Financial rigour, excellent governance, customer focused services, consumer directed care, increased client choice, marketing, project management and efficiency and effectiveness are not negotiable for any organisation, regardless of whether it has shareholders or not.
However the adoption of ‘commercial’ culture and practice should ring bells for us when this dilutes mission and values, and where all transactions are made with a focus on surplus (always bigger and better every year), internal rates of return, and fixed in granite administration levies that stunt innovation and the development of better models of care.
The fact is the two ‘sectors’, that is the for-profit sector and the not-for-profit sector (we will use these terms at present until better ones emerge), are different, and the difference should be acknowledged and wherever possible celebrated.
However when the not-for-profit sector ‘imitates’ the for-profit sector, or executives start to insist that ‘commercial’ models of planning should replace ‘caring’ models of planning, we may find a widening gap between mission and practice – what can be called cognitive dissonance.
When the not-for-profit sector begins to act like the poor cousin to the for-profit sector, we need to remind ourselves that it was not the not-for-profit sector that caused the Global Financial Crisis. It was the greed and ‘commercial’ activity of the for-profit sector all on its own in its unregulated free-market.
The not-for-profit sector makes a huge contribution to society generally and should celebrate what it is and what it does! It actually has a lot to offer the for-profit sector as a humanising agent in an unequal world.
Commercial principles such as efficiency and financial rigour (that are designed to elicit a profit) are valuable, but only if they’re used to enhance client care and better deliver on mission. Adopting for-profit principles for the sake of being more ‘commercial’ can be detrimental to a not-for-profit’s ability to acheive real social impact.

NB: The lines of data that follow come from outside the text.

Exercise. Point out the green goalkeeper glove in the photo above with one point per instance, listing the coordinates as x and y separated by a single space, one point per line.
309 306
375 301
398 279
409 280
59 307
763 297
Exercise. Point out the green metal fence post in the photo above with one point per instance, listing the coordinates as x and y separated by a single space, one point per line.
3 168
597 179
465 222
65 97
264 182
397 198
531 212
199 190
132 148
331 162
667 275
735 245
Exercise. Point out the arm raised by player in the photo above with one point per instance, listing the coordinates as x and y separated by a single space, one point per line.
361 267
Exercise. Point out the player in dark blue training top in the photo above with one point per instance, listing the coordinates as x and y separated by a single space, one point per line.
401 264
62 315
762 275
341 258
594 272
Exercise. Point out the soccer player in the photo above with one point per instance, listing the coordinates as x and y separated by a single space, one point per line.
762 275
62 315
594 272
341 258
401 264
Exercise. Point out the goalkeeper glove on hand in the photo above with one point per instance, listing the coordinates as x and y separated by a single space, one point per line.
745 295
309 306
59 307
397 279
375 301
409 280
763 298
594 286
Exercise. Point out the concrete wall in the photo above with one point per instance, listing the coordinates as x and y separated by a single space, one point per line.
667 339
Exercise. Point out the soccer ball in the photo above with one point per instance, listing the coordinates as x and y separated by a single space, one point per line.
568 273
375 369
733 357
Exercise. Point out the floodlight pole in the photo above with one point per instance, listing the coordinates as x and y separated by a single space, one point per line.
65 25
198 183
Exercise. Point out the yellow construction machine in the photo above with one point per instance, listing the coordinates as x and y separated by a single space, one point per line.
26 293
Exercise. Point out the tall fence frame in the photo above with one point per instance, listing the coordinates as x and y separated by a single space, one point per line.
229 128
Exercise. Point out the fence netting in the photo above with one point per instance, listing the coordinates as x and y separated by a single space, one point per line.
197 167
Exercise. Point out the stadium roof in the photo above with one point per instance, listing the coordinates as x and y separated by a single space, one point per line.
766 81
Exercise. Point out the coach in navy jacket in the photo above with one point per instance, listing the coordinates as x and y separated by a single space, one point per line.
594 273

So rather than blindly attempting to imitate the for-profit sector, a vastly improved approach would be to focus on collaboration where the corporate sector provides resources to assist the not-for-profit sector to specifically enhance the quality of its care in order to achieve its mission. In this relationship, each sector identifies and respects the capability of the other, and the not-for-profit sector retains its focus on what ultimately matters most – the people it exists to support.
If the ‘romance’ ends with a relationship of equals and an increased focus on social impact, then everyone will benefit.
Comments
This is an excellent article. So many nonprofits here in my city are making this move. At a time when nonprofits are struggling to stay alive, it’s easy to be romanced (an excellent word!) by the possibility of economic stability through a corporate model. Thanks for reminding us of where the problems started in the first place!